Billa hätte für sein Bauvorhaben Hilfe und fachlichen Rat gebraucht. Die Steiermark hat laut Internet einen Baukultur-Beirat, der die Baukultur-Leitlinien zur Umsetzung bringen soll. Seit vielen Jahren gibt es einen Baukultur-Beauftragten. Doch was wird getan, um die Leitlinien zur Baukultur aus der Papierform zu holen und zumindest dort mitzugestalten, wo das Land über Gesetze und Fördermittel Mitsprache und Entscheidungsmacht hat? Eine solche hätte auch die Ortsbildkommission auf Grundlage des Ortsbildgesetzes.

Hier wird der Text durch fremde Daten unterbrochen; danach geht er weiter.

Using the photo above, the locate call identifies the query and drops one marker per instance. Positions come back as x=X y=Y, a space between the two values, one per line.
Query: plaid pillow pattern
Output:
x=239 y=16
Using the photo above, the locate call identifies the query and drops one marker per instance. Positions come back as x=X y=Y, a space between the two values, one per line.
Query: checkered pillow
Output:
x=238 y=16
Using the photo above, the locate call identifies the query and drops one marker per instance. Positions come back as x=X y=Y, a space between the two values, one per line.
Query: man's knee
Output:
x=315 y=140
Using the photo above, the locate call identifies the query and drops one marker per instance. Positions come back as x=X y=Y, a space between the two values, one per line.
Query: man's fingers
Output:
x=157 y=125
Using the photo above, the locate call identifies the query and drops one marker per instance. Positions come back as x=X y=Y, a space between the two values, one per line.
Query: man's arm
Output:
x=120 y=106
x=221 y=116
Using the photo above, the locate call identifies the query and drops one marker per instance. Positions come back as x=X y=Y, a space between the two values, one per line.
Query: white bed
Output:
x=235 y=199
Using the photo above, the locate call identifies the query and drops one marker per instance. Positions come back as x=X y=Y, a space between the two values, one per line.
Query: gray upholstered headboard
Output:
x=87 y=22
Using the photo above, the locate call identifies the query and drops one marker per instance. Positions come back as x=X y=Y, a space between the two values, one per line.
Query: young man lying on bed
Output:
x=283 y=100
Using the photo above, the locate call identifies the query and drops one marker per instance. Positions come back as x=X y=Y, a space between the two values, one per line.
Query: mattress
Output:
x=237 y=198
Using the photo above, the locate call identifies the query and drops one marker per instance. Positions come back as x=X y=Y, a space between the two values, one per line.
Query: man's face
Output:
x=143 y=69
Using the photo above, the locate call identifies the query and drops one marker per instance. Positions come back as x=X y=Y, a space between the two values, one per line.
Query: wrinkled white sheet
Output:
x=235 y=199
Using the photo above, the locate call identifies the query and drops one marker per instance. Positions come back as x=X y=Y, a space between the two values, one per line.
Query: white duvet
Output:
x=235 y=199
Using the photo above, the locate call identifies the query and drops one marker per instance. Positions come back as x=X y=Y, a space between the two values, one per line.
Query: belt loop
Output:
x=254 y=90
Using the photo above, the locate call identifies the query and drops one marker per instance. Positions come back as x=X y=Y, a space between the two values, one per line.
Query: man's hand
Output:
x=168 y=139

Warum gab es kein entschiedeneres „Nein, so nicht“, nachdem der erste Sachverständige eine substanzielle Änderung des Entwurfs empfohlen hatte und diese nicht kam? Warum keine Koordination der Beteiligten, um über Gespräche Überzeugungsarbeit für eine ortsbildverträgliche Lösung zu leisten?

Trotz aller Versäumnisse wäre es für die Einsicht, dass man heute nicht mehr ressourcenverschleudernd bauen kann als Unternehmen, das mit Nachhaltigkeit punkten will, ein Klimaaktiv-Partner ist und mit Greenpeace kooperiert, nicht zu spät. Für eine Umkehr zurück an den Start auch nicht. Ein Gebäude, das intelligent auf dem Bestehenden aufbaut, oder eine neue, qualitativ hochstehende Architektur, die sich besser ins Ortsbild einfügt, wäre ein Gewinn für alle und könnte glaubwürdig für eine notwendige Wende im Bausektor stehen, in der unser Tun den Erfordernissen des Umweltschutzes in seiner ökologischen und ökonomischen Dimension angepasst wird. Mit Stolz bewirbt Billa eine Filiale in Perchtoldsdorf als Blue Building, das für nachhaltiges Bauen ausgezeichnet wurde. Nur leider macht ein „Öko-Billa“ genauso wenig einen Sommer wie eine einzige Schwalbe.